Cycling can range from mountain to racing bikes, but regardless of the style, helmets are a must to prevent head injuries. “While cycling is a very good low impact exercise, if not done properly and with the right equipment, it can certainly cause problems,” stated Dr. Schultz. One common cycling injury is tendonitis of the hip or knee caused by the repeated hip and knee flexing performed in cycling. Illotibial Band Syndrome involves stress and pain on the outside of the knee and hip and is best treated with ice, rest, non-steroidal anti-inflammatory drugs or aspirin or ibuprofen. According to Dr. Schultz, physical therapy can also be useful in stretching the Illotibial Band to restore flexibility and decrease tightness as well as decrease inflammation. Good hamstring and hip stretching always help guard against injury as well.
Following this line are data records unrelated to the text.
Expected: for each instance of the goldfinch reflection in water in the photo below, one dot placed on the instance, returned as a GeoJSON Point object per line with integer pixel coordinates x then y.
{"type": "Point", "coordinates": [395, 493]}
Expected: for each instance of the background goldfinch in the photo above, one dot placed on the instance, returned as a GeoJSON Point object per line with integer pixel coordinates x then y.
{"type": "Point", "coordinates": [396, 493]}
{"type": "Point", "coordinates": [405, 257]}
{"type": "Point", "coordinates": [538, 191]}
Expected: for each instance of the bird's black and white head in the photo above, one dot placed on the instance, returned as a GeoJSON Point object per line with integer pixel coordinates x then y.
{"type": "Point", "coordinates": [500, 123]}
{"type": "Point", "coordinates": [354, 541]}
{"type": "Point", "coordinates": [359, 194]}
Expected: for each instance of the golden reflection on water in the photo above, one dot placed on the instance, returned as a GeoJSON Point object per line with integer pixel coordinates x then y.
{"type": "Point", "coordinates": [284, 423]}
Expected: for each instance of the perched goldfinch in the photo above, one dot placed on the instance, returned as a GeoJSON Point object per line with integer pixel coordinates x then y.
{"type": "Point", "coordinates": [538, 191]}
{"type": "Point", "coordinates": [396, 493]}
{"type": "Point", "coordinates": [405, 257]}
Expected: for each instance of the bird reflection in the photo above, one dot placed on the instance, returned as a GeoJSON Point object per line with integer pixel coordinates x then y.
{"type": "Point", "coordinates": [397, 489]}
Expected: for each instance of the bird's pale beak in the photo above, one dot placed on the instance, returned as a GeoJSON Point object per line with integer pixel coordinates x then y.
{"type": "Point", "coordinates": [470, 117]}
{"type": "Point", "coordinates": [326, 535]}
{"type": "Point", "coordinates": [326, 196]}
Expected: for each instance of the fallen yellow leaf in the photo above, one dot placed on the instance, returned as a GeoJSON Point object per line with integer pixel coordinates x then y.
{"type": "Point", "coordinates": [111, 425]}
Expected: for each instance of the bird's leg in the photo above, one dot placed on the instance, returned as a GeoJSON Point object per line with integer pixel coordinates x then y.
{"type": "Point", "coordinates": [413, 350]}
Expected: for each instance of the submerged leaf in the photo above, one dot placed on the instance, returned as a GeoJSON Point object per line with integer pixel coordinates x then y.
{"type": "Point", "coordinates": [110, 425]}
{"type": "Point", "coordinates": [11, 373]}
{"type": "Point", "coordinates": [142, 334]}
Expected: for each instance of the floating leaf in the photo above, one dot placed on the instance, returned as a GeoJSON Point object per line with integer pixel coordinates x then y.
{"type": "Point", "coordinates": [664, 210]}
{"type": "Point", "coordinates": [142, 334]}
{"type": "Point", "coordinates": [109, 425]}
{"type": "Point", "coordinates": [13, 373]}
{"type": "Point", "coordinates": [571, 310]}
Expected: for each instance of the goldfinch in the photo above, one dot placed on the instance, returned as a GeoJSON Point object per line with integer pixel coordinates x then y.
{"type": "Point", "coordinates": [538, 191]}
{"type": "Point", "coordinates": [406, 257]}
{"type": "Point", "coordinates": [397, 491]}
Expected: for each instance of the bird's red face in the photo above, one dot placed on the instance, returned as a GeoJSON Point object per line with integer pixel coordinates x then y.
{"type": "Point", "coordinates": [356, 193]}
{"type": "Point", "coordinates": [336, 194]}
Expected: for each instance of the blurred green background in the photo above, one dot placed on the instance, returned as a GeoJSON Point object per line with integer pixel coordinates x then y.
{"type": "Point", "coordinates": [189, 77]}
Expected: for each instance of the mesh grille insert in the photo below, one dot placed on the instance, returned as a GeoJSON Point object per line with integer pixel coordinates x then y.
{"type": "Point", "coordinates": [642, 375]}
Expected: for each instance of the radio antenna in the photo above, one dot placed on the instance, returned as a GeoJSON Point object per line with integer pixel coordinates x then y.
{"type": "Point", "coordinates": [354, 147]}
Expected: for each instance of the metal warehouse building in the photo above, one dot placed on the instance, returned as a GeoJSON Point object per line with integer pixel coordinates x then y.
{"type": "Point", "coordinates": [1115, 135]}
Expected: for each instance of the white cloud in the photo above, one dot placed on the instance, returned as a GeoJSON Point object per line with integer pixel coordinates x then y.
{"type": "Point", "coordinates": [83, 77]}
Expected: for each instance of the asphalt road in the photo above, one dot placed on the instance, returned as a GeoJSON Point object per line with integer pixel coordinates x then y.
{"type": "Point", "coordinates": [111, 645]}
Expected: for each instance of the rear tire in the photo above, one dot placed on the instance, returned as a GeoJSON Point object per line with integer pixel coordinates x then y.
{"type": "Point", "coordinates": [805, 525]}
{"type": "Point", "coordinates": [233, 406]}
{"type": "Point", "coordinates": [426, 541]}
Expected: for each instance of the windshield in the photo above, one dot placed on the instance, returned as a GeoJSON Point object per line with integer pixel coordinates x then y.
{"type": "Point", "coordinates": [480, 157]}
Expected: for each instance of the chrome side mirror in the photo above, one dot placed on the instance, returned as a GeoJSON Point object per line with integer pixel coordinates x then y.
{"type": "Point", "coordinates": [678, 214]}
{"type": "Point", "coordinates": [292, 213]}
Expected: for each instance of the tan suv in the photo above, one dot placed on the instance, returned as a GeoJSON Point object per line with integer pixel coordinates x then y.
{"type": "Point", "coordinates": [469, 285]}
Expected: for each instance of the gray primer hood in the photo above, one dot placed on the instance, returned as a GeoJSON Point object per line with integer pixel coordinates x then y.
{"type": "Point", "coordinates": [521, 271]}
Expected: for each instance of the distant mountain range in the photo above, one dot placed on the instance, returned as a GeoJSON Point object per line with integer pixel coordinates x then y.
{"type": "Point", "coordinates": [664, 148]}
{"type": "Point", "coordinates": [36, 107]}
Racquet sports may overuse the wrist, elbow and shoulder. Common ailments include tendonitis and bursitis of these areas. Tendons connect muscle to bone and inflammation of these attachments may cause pain, warmth, and swelling near joints. “This pain is usually intense upon beginning an activity, diminishes as continued, and is sharp once stopped,” says Dr. Schultz.  Tendinitis on the inside portion of the elbow is called “golfers elbow” or “little-leaguers elbow.” “Tennis elbow” is pain on the outside of the elbow, and is common in laborers. The key to recovery is fast action: as soon as pain is noticed, use ice intermittently and rest the area. Aspirin or ibuprofen may help. Physical therapy and, lastly, cortisone injections are options if symptoms continue. Bursitis can affect various joints. Bursa is a lubrication sac that allows skin, tendons, and ligaments to glide smoothly over each other. Bursitis occurs when these sacs inflame due to falls, constant rubbing or pressure on elbows, shoulders, hips or knees. The best treatment is to follow RICE and take aspirin or ibuprofen. If pain continues, contact your doctor. Preventive measures include wearing elbow and knee guards.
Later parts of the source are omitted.